13. The method according to claim 12, wherein the sustained inflammation is derived from a myelosuppressive insult.

14. The method according to claim 13, wherein the myelosuppressive insult comprises exposure to radiation, chemotherapy or both.

15. The method according to claim 13, wherein the myelosuppressive insult comprises chemotherapy.

16. The method according to claim 13, wherein the myelosuppressive insult is myeloablative.

17. The method according to claim 12, wherein the increased myeloid-biased differentiation of the HSCs is at expense of lymphopoiesis.

18. The method according to claim 12, wherein the loss of quiescence for HSCs leads to a transient increase in HSCs, long-term exhaustion of HSCs, and defects in long-term repopulation capacity of HSCs.

19. The method according to claim 18, wherein overactivation of mTOR drives HSCs from quiescence into more active cell cycling.

20. The method according to claim 12, wherein aging- associated hematopoietic defects in the HSC niche of the bone marrow hematopoietic microenvironment include changes in HSC gene expression.

21. The method according to claim 19, wherein the changes in HSC gene expression associated with aging in aged HSCs comprise upregulation of one or more of SELP, NEOl, JAM2, SLAMF1, PLSCR2, CLU, SDPR, FYB, ITGA6 and downregulation of downregulation of one or more of RASSF4, FGF11, HSPA1B, HSPA1A, or NFKBIA.

22. A method for preparing a hematopoietic stem cell product for hematopoietic stem cell transplantation comprising

(a) preparing ex vivo cultures of hematopoietic stem cells;

(b) administering an antibody comprising anti-TSPl antibodies to the cultures of hematopoietic stem cells in (a) to form a treated hematopoietic stem cell population; and

(c) expanding the treated hematopoietic stem population in vitro to form a hematopoietic stem cell transplantation product comprising a therapeutic amount of treated hematopoietic stem cells, wherein engraftment potential of the hematopoietic stem cell transplantation product is enhanced compared to an untreated control.

23. The method according to claim 22, wherein the hematopoietic stem cells of step (a) are derived from a human subject.

24. The method according to claim 22, wherein the hematopoietic stem cells of step (a) are derived from a mouse subject.

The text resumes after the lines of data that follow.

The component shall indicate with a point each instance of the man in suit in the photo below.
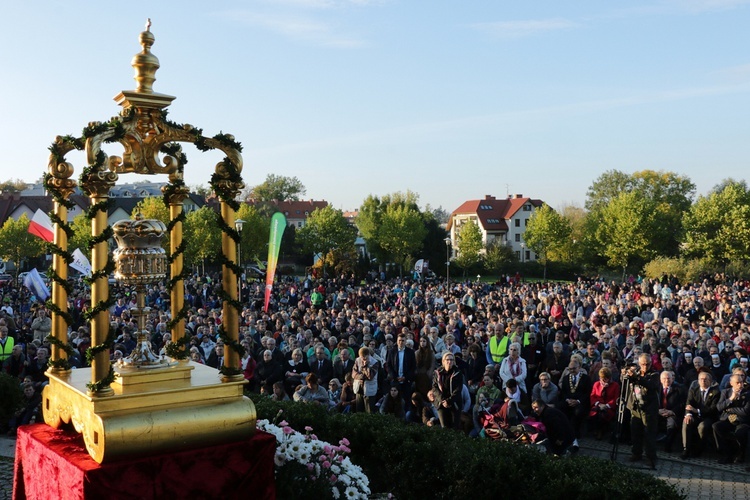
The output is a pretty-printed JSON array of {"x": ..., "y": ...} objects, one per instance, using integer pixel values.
[
  {"x": 575, "y": 391},
  {"x": 401, "y": 367},
  {"x": 700, "y": 415},
  {"x": 321, "y": 366},
  {"x": 671, "y": 408},
  {"x": 731, "y": 431},
  {"x": 343, "y": 365},
  {"x": 643, "y": 403}
]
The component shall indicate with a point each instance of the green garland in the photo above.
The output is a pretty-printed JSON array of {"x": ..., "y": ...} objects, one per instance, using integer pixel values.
[{"x": 179, "y": 349}]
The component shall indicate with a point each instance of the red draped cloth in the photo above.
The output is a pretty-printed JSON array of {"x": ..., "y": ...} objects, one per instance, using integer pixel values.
[{"x": 52, "y": 463}]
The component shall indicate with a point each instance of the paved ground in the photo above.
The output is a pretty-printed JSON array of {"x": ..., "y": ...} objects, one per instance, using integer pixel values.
[{"x": 699, "y": 478}]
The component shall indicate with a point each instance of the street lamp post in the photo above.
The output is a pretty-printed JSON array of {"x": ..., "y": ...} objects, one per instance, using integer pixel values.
[
  {"x": 447, "y": 260},
  {"x": 238, "y": 226}
]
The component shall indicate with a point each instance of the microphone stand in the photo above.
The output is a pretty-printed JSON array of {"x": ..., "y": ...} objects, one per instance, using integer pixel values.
[{"x": 624, "y": 394}]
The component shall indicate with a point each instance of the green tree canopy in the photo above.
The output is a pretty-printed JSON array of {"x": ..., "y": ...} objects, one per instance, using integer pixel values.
[
  {"x": 254, "y": 233},
  {"x": 669, "y": 196},
  {"x": 468, "y": 245},
  {"x": 623, "y": 230},
  {"x": 547, "y": 234},
  {"x": 372, "y": 214},
  {"x": 203, "y": 236},
  {"x": 17, "y": 244},
  {"x": 718, "y": 225},
  {"x": 279, "y": 188},
  {"x": 327, "y": 230}
]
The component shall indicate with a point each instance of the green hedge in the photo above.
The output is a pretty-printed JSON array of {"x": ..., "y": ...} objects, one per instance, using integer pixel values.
[{"x": 414, "y": 461}]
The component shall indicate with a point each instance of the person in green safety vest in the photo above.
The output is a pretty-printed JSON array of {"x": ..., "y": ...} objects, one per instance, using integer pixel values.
[{"x": 497, "y": 347}]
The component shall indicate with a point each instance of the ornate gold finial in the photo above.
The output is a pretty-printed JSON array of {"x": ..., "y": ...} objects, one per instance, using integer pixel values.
[{"x": 145, "y": 63}]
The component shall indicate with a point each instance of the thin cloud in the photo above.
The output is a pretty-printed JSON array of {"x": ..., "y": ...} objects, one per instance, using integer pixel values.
[
  {"x": 706, "y": 5},
  {"x": 415, "y": 131},
  {"x": 299, "y": 28},
  {"x": 518, "y": 29}
]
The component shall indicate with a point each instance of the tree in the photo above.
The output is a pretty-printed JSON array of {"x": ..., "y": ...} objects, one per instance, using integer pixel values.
[
  {"x": 468, "y": 245},
  {"x": 201, "y": 190},
  {"x": 401, "y": 233},
  {"x": 372, "y": 214},
  {"x": 670, "y": 195},
  {"x": 17, "y": 244},
  {"x": 624, "y": 230},
  {"x": 203, "y": 236},
  {"x": 13, "y": 186},
  {"x": 279, "y": 188},
  {"x": 546, "y": 233},
  {"x": 327, "y": 230},
  {"x": 496, "y": 255},
  {"x": 254, "y": 233},
  {"x": 152, "y": 207},
  {"x": 718, "y": 225}
]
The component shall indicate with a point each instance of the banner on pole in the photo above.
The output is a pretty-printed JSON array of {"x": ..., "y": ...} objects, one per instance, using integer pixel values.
[{"x": 278, "y": 224}]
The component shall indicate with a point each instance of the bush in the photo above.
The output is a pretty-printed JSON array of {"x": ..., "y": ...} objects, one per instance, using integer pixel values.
[
  {"x": 11, "y": 395},
  {"x": 414, "y": 461}
]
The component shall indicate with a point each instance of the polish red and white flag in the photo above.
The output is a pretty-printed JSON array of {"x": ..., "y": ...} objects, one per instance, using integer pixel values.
[{"x": 41, "y": 226}]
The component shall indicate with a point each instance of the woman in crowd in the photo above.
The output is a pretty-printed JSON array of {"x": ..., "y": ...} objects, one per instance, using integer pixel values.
[
  {"x": 425, "y": 366},
  {"x": 447, "y": 386}
]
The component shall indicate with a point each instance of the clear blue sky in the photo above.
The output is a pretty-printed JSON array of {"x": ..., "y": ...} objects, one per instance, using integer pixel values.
[{"x": 451, "y": 99}]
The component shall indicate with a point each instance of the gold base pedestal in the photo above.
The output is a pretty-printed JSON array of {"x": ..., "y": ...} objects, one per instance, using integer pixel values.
[{"x": 175, "y": 408}]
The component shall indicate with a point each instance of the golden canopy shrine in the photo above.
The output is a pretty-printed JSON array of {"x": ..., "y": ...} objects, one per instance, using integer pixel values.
[{"x": 145, "y": 403}]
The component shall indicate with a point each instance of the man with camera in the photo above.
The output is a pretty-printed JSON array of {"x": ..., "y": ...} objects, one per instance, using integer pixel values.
[
  {"x": 731, "y": 431},
  {"x": 643, "y": 403}
]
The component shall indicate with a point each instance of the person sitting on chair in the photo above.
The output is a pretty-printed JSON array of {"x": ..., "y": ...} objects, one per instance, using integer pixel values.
[{"x": 700, "y": 415}]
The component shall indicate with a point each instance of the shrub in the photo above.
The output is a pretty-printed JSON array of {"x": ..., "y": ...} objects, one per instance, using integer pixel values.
[{"x": 413, "y": 461}]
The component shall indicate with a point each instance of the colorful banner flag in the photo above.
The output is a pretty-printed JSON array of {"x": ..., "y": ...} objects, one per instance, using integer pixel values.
[
  {"x": 34, "y": 282},
  {"x": 81, "y": 263},
  {"x": 41, "y": 226},
  {"x": 278, "y": 224}
]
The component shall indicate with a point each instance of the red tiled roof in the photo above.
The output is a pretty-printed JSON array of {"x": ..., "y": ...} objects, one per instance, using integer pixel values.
[
  {"x": 294, "y": 209},
  {"x": 490, "y": 209}
]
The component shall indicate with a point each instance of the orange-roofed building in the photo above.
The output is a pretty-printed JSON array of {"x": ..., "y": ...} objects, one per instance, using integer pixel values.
[{"x": 503, "y": 219}]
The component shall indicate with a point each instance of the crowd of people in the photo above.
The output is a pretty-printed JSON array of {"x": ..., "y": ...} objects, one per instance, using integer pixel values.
[{"x": 563, "y": 354}]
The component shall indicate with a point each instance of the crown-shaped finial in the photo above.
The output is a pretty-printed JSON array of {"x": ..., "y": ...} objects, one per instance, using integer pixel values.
[{"x": 145, "y": 63}]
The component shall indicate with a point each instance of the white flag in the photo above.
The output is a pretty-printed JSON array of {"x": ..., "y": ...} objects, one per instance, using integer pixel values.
[
  {"x": 81, "y": 263},
  {"x": 36, "y": 285}
]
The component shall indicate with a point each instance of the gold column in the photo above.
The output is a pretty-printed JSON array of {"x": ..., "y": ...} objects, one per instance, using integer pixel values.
[
  {"x": 60, "y": 181},
  {"x": 97, "y": 186},
  {"x": 229, "y": 283},
  {"x": 59, "y": 294},
  {"x": 177, "y": 294}
]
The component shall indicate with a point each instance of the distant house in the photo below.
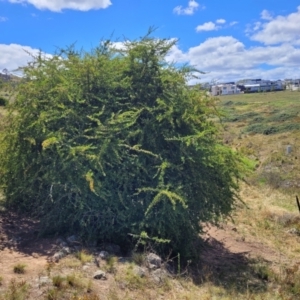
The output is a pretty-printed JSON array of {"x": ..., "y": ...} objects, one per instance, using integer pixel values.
[
  {"x": 293, "y": 85},
  {"x": 259, "y": 85},
  {"x": 228, "y": 88}
]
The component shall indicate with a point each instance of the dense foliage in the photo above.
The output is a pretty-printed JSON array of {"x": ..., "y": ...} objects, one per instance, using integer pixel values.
[{"x": 113, "y": 143}]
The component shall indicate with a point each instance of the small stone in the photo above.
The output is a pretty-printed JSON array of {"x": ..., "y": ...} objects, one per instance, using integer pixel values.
[
  {"x": 153, "y": 259},
  {"x": 159, "y": 275},
  {"x": 44, "y": 280},
  {"x": 140, "y": 271},
  {"x": 152, "y": 266},
  {"x": 112, "y": 248},
  {"x": 58, "y": 255},
  {"x": 293, "y": 231},
  {"x": 73, "y": 239},
  {"x": 103, "y": 254},
  {"x": 99, "y": 275},
  {"x": 66, "y": 250}
]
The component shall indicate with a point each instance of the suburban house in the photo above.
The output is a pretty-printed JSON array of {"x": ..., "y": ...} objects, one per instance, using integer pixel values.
[
  {"x": 292, "y": 84},
  {"x": 259, "y": 85},
  {"x": 228, "y": 88}
]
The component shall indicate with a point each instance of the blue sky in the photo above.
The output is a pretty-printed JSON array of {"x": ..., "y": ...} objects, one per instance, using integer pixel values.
[{"x": 230, "y": 40}]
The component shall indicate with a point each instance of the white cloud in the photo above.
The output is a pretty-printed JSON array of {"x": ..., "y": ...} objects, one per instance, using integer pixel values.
[
  {"x": 228, "y": 59},
  {"x": 280, "y": 29},
  {"x": 59, "y": 5},
  {"x": 233, "y": 23},
  {"x": 221, "y": 21},
  {"x": 14, "y": 56},
  {"x": 208, "y": 26},
  {"x": 266, "y": 15},
  {"x": 189, "y": 10}
]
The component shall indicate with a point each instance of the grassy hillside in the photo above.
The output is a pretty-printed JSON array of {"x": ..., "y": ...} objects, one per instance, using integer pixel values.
[{"x": 262, "y": 126}]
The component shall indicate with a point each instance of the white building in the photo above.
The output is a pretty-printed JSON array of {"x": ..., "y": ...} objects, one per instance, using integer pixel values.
[
  {"x": 225, "y": 89},
  {"x": 259, "y": 85},
  {"x": 293, "y": 85}
]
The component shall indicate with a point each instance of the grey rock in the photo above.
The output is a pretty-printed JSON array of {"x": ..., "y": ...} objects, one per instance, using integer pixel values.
[
  {"x": 61, "y": 242},
  {"x": 152, "y": 266},
  {"x": 159, "y": 275},
  {"x": 66, "y": 250},
  {"x": 58, "y": 256},
  {"x": 112, "y": 248},
  {"x": 99, "y": 275},
  {"x": 140, "y": 271},
  {"x": 73, "y": 239},
  {"x": 293, "y": 231},
  {"x": 153, "y": 259},
  {"x": 103, "y": 254},
  {"x": 44, "y": 280}
]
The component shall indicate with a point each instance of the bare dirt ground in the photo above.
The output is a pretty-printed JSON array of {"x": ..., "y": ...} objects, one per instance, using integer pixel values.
[{"x": 226, "y": 256}]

25. The method according to claim 22, wherein the antibody comprising the anti- TSPl antibodies are neutralizing antibodies.

26. The method according to claim 22, wherein the anti-TSPl antibodies further comprise antibodies to CD36, CD47 or both.

27. The method according to claim 22, wherein the antibodies are humanized antibodies.

28. The method according to claim 22, wherein the transplantation is autologous.

29. The method according to claim 22, wherein the hematopoietic stem cell transplantation is allogeneic.